Bunge has recently allayed competition concerns in Europe (GM Aug. 9, p. 28), agreeing to divest Viterra’s entire oilseeds business in Hungary and Poland. The transaction has also been approved by regulators in Brazil (GM May 17, p. 27) and Australia (GM Dec. 22, 2023).

Concerns remain in Canada, however, where the country’s Competition Bureau in April concluded that the deal is likely to result in “substantial anti-competitive effects” and a “significant loss of rivalry” between Viterra and Bunge in Canadian agricultural markets (GM April 26, p. 1).
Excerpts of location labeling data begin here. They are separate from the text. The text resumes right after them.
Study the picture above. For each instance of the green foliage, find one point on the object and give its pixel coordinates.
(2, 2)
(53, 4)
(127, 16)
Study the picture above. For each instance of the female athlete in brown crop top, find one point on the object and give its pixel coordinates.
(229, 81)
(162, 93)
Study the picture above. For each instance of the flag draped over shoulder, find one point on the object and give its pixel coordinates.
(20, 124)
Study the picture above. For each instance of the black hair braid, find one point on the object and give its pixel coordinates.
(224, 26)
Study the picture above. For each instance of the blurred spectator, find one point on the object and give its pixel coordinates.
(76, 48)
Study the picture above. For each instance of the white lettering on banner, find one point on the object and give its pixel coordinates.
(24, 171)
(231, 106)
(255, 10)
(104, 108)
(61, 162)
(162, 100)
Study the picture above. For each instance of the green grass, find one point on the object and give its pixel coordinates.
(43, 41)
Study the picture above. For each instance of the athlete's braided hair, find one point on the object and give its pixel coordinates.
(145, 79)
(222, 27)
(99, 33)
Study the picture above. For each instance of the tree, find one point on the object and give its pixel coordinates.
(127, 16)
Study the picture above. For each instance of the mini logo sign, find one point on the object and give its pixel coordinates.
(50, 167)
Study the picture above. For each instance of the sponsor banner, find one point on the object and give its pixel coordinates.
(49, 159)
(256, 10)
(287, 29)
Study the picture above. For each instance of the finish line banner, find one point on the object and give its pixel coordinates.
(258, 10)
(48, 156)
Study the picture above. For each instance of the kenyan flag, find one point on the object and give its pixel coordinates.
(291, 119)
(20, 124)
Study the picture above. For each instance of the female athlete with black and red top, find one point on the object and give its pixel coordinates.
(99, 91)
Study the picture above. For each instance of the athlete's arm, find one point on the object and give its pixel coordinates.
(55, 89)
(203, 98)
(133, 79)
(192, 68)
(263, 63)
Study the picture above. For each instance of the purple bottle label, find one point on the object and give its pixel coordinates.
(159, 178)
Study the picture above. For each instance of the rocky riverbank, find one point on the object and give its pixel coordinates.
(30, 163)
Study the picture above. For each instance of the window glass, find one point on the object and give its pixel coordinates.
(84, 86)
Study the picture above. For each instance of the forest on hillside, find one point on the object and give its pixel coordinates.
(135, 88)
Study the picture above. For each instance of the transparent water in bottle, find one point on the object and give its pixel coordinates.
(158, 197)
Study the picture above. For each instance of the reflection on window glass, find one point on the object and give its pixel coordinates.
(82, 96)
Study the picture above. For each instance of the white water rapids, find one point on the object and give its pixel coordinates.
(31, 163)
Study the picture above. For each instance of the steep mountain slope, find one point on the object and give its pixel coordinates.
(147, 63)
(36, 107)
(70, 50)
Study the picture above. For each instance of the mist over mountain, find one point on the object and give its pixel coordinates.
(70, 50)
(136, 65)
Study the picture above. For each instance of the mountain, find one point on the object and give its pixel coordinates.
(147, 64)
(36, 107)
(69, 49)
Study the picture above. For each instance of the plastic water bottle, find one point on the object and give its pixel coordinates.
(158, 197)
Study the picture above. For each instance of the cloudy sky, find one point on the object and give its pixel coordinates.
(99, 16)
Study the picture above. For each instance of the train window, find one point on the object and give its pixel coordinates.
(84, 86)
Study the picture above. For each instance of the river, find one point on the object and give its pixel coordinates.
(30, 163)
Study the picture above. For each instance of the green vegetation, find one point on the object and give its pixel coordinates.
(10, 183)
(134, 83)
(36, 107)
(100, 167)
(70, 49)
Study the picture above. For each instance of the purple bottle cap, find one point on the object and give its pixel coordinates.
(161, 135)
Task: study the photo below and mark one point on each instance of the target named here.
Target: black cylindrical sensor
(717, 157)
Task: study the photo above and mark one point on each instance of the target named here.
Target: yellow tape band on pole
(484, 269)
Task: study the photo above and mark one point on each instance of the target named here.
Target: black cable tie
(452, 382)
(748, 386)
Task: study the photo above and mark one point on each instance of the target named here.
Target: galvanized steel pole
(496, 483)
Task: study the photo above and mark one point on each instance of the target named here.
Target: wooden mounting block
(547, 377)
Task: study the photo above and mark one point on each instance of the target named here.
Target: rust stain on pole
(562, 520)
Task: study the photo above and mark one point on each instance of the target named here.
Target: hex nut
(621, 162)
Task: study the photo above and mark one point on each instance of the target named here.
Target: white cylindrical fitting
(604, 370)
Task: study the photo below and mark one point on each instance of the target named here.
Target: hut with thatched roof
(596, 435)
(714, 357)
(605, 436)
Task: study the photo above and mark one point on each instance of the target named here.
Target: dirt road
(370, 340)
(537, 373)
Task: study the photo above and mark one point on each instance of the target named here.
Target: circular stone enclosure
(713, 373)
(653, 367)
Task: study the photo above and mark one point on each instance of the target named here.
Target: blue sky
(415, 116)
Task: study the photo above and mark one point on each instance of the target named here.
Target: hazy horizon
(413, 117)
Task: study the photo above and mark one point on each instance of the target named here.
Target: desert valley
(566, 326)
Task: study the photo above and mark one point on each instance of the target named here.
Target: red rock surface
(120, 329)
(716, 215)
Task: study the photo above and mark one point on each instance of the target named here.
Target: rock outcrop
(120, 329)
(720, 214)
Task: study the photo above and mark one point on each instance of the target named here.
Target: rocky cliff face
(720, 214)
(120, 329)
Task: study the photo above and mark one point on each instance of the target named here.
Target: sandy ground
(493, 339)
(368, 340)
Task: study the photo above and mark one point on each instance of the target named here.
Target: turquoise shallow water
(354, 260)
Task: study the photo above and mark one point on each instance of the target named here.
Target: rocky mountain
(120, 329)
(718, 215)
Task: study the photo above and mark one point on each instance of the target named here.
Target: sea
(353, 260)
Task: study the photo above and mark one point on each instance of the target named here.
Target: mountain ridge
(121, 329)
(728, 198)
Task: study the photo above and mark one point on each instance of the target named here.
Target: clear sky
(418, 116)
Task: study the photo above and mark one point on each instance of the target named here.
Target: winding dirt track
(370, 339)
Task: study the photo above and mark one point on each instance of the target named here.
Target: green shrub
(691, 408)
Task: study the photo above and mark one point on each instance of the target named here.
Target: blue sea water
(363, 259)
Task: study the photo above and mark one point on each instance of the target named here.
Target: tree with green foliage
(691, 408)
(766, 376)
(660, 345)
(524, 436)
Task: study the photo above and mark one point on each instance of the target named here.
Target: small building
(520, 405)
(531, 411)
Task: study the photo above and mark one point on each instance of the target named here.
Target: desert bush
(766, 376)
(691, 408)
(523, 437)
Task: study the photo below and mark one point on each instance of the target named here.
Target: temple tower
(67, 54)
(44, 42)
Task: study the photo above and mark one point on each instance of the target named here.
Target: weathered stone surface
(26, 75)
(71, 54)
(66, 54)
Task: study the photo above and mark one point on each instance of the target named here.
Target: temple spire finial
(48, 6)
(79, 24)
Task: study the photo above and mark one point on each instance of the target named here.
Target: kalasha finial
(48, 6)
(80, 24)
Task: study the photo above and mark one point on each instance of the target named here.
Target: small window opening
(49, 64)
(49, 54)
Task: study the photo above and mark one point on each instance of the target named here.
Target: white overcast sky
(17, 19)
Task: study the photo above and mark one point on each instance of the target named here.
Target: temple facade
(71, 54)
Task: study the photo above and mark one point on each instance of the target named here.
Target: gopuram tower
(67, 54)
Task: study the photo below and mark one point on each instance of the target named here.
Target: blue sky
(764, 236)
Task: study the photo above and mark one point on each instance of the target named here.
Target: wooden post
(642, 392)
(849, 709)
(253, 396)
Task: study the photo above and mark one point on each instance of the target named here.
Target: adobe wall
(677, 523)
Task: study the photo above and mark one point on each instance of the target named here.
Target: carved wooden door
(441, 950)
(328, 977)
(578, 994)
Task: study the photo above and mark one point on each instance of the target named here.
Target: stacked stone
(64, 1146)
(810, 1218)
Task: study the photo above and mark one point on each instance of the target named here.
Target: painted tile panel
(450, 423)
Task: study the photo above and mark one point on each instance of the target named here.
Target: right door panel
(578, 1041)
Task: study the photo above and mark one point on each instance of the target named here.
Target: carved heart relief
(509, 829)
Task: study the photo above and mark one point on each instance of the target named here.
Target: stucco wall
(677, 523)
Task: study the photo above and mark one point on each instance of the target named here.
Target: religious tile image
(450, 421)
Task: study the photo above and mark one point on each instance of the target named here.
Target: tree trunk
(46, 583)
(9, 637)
“We continue to believe the combined operations in Canada do not have significant geographic overlap suggesting material conditional divestitures may not be required,” S&P said, adding it had raised Bunge’s outlook to positive, the first step toward lifting the company’s ratings.

The improved outlook comes even as Viterra has seen income halve this year, driven by a downturn in prices for everything from corn to soybeans. The company made a profit of $70 million in the first six months of 2024, Bunge said in a regulatory filing on Sept. 9, a drop from $141 million a year earlier.

Petrobras, Embrapa to Research Low-Carbon Ferts

Brazil’s Petrobras has signed a Cooperation Agreement with Embrapa, a Brazilian state-controlled agricultural research company, to develop technical studies on renewable raw materials to obtain low-carbon products, including fertilizers.

The partnership is expected to have Petrobras develop technical solutions and industrial units for the production of biofuels and bioproducts while Embrapa will develop a protocol for low-carbon agriculture crops, such as soybeans, including certification protocols. The agreement also includes the development of cultures off-season, such as second-crop corn and Ethiopian mustard, among other options. 

 “Diversity and sustainable access to raw materials, quality, and adequate costs are essential to the success of those initiatives, such as biofuels,” said Petrobras President Magda Chambriard. “Furthermore, the company is interested in offering fertilizing products to boost availability in the domestic market and meet the targets of the National Fertilizer Plan. Embrapa has the necessary expertise to contribute to such projects.”